L'autre aspect de l'exercice, indissociable du précédent, est son aspect prospectif. Qu'est-ce que la prospective ? Au-delà de toutes les définitions formelles que l'on peut en donner, c'est un effort pour allier la mémoire et l'imagination et c'est au-delà : et c'est pourquoi je crois que l'application de la démarche prospective à la population aujourd'hui sous-prolétaire est importante. C'est un effort pour se délivrer de la fatalité de l'histoire, du sentiment que l'histoire ne s'écrit qu'en termes de destin. Un effort pour penser l'avenir en termes de pluralité de devenirs possibles, en termes, autrement dit, de futurs ouverts et non de futurs prédéterminés.
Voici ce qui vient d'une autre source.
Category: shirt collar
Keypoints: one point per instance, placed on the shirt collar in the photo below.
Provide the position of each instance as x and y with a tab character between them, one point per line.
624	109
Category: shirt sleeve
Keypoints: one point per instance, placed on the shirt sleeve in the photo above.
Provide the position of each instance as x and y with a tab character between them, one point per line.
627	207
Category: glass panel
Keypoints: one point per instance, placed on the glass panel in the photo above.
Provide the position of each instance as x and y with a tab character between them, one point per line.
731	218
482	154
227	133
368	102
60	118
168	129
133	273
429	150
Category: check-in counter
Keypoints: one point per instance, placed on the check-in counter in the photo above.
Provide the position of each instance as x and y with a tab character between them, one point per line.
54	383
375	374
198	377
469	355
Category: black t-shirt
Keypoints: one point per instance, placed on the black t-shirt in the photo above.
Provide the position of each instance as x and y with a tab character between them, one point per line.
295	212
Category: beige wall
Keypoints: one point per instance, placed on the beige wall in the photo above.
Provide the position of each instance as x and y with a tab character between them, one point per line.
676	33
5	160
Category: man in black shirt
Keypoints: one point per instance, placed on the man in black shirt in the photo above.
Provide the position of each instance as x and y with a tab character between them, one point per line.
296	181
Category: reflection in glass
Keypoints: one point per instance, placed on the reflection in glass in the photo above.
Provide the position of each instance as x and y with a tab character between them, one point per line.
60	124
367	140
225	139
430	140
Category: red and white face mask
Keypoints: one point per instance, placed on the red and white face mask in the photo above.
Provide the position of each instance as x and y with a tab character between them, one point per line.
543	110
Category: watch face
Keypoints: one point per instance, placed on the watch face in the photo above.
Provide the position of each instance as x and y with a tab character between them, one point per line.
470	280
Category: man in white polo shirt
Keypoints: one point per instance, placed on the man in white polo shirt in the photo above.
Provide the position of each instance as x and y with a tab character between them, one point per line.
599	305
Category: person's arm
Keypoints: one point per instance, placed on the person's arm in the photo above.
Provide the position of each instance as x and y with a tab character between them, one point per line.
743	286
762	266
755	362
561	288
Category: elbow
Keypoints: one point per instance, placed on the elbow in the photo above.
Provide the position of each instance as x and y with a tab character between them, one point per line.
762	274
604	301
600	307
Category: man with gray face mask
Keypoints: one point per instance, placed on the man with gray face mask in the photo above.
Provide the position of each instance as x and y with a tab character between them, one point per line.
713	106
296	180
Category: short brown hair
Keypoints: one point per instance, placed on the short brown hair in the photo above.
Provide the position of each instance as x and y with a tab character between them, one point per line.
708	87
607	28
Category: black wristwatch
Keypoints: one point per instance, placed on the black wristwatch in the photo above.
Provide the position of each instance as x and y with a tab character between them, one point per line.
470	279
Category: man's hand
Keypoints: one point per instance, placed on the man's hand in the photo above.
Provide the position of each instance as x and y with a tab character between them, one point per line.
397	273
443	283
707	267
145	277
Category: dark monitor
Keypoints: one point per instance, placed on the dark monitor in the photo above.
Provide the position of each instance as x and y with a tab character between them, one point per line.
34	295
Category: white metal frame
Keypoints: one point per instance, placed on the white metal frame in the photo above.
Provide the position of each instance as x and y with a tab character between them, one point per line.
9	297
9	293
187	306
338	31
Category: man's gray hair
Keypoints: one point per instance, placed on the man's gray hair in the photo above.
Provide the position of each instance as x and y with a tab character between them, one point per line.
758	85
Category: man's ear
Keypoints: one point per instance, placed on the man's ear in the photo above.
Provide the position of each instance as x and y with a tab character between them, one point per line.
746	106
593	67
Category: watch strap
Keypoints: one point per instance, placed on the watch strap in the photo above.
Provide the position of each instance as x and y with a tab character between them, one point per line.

C'est pourquoi une prospective du sous-prolétariat est particulièrement importante : car c'est une façon de mettre en question, de mettre en fuite, pour le mieux dire, la tentation toujours lancinante de penser l'histoire du sous-prolétariat en termes de destin, en termes d'histoire écrite une fois pour toutes.
Cet effort s'est traduit et continue de se traduire sous la forme d'une action pédagogique à destination de groupes de travailleurs sociaux que le Mouvement accueille et auxquels il fait découvrir l'histoire de la réalité de la condition sous-prolétarienne.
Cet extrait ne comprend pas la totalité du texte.